"What do we want? Full equality! When do we want it? Now!" These sentiments provided a unified chant for gay-rights protesters March 1 on the south steps of the Mississippi Capitol building.
As I drove south on Interstate 55 the morning of Fondren's March for Gay Equality last week, the sky, which had been a beautiful early-morning blue, began to cloud over. I checked the weather and saw a 30-percent chance of rain beginning at 9 a.m., the time when the march was set to begin. I then thought of people who protested in the past for rights they were denied, and I remembered the stories of the civil-rights marches in 1960s Alabama and the atrocities of the raids at New York City's Stonewall Inn. Walking in Jackson in the rain seems better.
At Cups in Fondren, where the march to the Capitol was to begin, I wasn't surprised to see a police presence—10 uniformed officers, six patrol cars and two police motorcycles. About 60 people waited for the three-mile hike down State Street to begin.
Not long after, it became apparent that we were not walking anywhere. With amplification, a policeman announced that we could not walk together to the Capitol. Bob Gilchrist, who organized the march, had not secured the liability insurance required for an organized group to walk together. We could drive to the Capitol and stage a protest on the south steps, but the march was off.
Later I learned that a group of seven people, after questioning officers, did make the sidewalk trek, carrying an ACLU banner, and that Gilchrist walked the designated route alone Thursday afternoon.
At the Capitol, amid a rather impressive media presence, Gilchrist and others led those present in chants. A desire for equality and the ability to participate fully in society—to marry—certainly emerged. Some protesters loudly cursed. I don't agree with that behavior, because professionalism and emphasis on commonality are essential in winning support.
The demonstration ended as many participants joined the second annual Mississippi AIDS Day press conference in the Capitol second-floor rotunda to implore the Legislature to find $2.5 million to finance AIDS treatment in the state. Mississippi's allocated funding for AIDS is about 10 times less than monies allocated by neighboring states.
As one of the people at AIDS Day said, "Mississippians want to live, not only survive."
In my opinion, LGBT persons everywhere have tired of institutionalized relegation to the outskirts of society, which is precisely why home-grown, grassroots protests like Fondren's March for Gay Equality are becoming more popular. Even in categorically conservative Mississippi, gays and lesbians have wearied of any "majority" having license over them. Desperately wanting marriage equality, gays and lesbians will no longer be silent and hide their feelings somewhere in the idiomatic closet. They say publicly, "I am somebody, and I deserve full equality."

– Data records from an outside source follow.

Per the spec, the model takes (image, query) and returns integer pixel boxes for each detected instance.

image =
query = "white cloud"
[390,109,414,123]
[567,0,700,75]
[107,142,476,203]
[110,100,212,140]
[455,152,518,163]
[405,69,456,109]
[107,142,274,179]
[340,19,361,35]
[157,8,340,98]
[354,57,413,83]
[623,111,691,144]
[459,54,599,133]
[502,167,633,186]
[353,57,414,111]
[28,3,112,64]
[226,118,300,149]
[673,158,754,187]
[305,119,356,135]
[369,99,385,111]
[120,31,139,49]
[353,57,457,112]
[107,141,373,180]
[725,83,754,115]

Despite the fact that the march was called off, Gilchrist said he remains optimistic.
I talked to him by phone March 8, and he said that as we were speaking, he was standing with his rainbow flag outside the Hilton on County Line Road. "Newt Gingrich is at the Hilton," he said.
Gilchrist said that although he was expecting more to march last Thursday he still feels that the turnout was beautiful. He is pleased, because Jacksonians saw that "we were not silenced."